Submit infants and children to vaccines and have your doctor visit immediately when you get sick because timely diagnosis and treatment can prevent the development of serious complications such as deafness.

Avoid sexually transmitted diseases such as syphilis using condoms during intercourse.

How to Protect Hearing

10) Pay attention to the cranial traumas.

Damage to the middle and inner ear caused by a head injury can lead to deafness. For this reason, it is important to protect yourself from cranial traumas in any way possible.

Always wear a helmet when riding a motorcycle or a bicycle or a helmet, if you play contact sports because even a concussion can interfere with your ability to hear. Always fasten your seat belts when travelling by car.

Protect your ears from barotraumas (damage caused by changes in air pressure) by taking all necessary precautions when scuba diving.

Try not to fall constantly paying attention to safety. For example, do not stand on the highest rung of a ladder.

11) Do not attempt to clean the ears. 

Many people provide ear hygiene with cotton buds. However, this tool does nothing but compact and push the ear wax deeper, with the risk of damaging sensitive skin and interfering with hearing.

Most people do not need to clean their ears because these organs require a certain amount of earwax to protect themselves and the excess is expelled naturally.

However, if you feel like you have too much ear wax, you can get rid of it with a special kit. To use it, drop a couple of drops of solution directly onto the earwax in your ears before going to bed; do this for two consecutive nights. The solution softens the wax, facilitating its natural expulsion.

12) Follow a healthy lifestyle.

If you keep healthy daily habits you can protect your hearing and keep deafness away in future years.

Exercise a lot. Cardiovascular exercises such as brisk walking, running or cycling improve blood circulation in the ears and thereby protect your hearing. You can enjoy more benefits during training in a peaceful and quiet place like a forest or a secluded beach to offer your ears a break from the hustle and daily traffic.

Stop smoking.

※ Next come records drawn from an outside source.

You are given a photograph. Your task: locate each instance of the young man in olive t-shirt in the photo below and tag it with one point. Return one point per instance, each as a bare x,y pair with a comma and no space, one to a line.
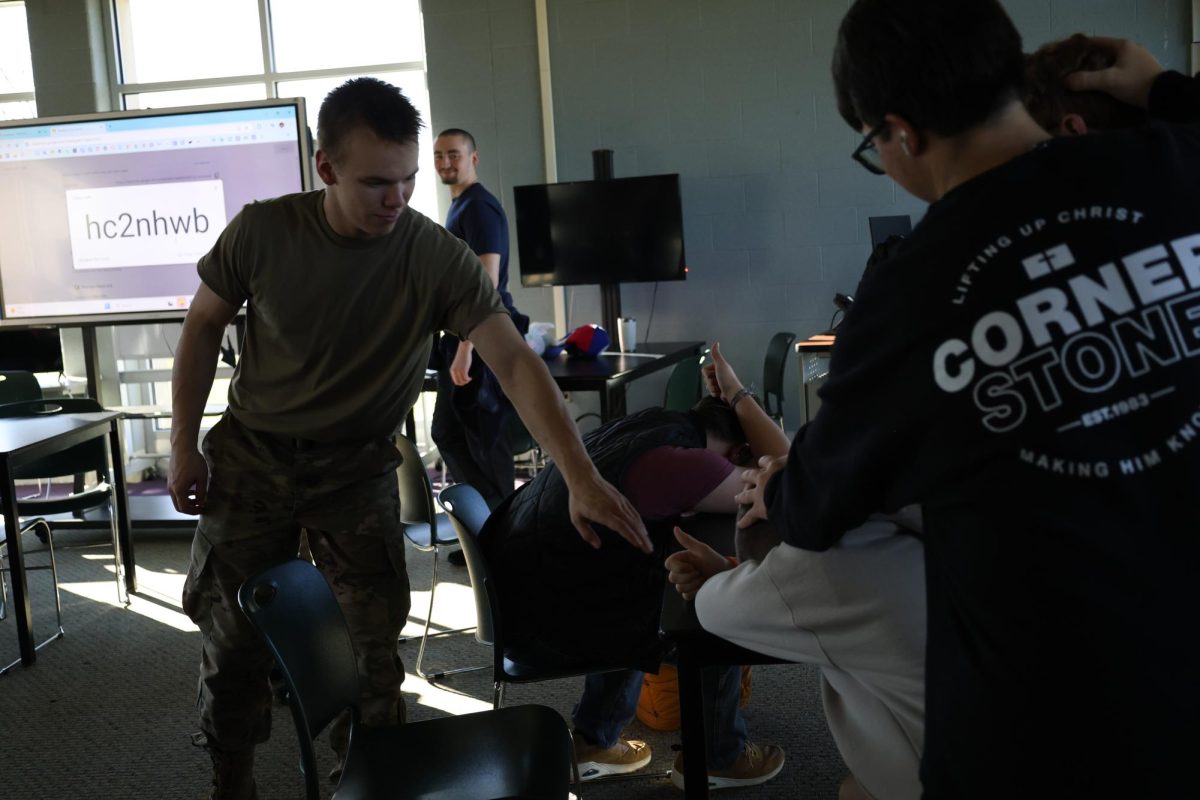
345,289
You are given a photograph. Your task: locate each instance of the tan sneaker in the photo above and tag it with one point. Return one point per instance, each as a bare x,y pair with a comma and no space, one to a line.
755,765
627,756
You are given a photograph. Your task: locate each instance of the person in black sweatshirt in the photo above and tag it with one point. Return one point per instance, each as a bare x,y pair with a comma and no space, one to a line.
1024,368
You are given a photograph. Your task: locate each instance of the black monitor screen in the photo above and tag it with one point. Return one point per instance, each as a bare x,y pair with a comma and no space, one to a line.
30,350
619,230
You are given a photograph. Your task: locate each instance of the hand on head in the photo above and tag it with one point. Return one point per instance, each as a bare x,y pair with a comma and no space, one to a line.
754,495
1128,79
719,376
691,566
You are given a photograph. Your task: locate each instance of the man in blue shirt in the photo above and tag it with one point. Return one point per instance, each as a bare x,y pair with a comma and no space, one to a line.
471,417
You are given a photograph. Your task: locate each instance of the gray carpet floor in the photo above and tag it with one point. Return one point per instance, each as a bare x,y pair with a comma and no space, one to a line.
107,711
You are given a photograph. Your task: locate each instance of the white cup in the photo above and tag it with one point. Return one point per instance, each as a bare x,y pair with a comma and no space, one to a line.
627,334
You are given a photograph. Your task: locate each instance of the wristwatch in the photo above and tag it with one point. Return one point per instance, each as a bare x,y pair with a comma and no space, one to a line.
742,392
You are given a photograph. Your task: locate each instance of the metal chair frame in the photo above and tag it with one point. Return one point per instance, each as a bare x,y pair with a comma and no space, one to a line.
519,752
79,459
426,530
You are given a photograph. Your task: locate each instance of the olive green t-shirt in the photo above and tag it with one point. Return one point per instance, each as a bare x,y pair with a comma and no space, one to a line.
339,330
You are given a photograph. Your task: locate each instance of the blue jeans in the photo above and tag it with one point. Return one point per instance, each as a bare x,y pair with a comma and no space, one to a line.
610,702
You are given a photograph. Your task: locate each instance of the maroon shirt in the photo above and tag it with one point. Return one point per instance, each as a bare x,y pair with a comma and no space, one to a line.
669,481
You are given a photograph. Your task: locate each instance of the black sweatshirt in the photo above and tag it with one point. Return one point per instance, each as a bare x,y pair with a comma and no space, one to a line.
1026,368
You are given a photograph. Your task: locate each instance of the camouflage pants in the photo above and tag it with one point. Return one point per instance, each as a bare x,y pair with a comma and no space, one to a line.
263,489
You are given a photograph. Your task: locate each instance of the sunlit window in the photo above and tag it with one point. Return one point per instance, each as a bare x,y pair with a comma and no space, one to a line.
271,48
16,65
187,40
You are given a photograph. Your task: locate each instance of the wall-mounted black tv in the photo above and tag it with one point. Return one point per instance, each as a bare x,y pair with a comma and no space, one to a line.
103,216
617,230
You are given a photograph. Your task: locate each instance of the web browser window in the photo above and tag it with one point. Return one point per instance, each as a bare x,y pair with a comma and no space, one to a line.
108,216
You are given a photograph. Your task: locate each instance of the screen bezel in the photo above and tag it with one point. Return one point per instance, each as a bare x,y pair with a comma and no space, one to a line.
304,137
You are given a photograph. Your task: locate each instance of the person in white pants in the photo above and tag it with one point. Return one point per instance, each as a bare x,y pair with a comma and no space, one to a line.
857,611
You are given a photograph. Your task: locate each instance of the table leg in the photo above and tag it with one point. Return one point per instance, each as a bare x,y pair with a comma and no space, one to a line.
17,566
691,729
121,505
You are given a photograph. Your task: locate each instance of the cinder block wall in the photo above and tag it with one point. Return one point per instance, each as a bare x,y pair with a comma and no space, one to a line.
733,96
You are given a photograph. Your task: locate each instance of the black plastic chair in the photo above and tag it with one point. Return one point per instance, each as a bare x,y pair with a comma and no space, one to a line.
774,365
429,531
516,752
468,511
18,386
43,530
78,461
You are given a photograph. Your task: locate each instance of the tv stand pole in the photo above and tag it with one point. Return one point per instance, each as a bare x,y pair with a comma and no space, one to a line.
610,293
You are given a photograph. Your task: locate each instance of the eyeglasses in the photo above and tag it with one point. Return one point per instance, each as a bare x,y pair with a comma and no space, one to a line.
868,155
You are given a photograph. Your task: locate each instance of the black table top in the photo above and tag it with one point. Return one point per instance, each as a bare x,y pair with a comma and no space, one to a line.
616,368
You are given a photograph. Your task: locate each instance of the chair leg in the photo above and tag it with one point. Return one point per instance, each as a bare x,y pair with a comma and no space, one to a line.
118,563
4,591
426,636
54,578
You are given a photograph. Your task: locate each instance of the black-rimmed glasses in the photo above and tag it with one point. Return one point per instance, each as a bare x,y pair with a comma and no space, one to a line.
868,155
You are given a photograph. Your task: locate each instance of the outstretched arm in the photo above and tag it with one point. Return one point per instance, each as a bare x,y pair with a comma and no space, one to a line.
762,434
191,380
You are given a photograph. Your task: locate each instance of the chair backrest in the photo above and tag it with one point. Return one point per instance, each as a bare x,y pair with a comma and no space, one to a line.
18,385
297,613
774,365
683,385
415,489
87,457
467,511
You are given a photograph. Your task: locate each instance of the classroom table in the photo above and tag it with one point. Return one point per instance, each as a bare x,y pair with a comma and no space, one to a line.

One study published in the Journal of the American Medical Association showed that the senile deafness rate is greater among smokers and individuals who are regularly subjected to passive smoking.

Reduce the consumption of sodium and caffeine. Both of these substances have negative effects on hearing because caffeine reduces blood flow to the ears and sodium increases water retention causing swelling in the inner ear. Switch to decaffeinated coffees and teas and reduce the use of salt in the kitchen.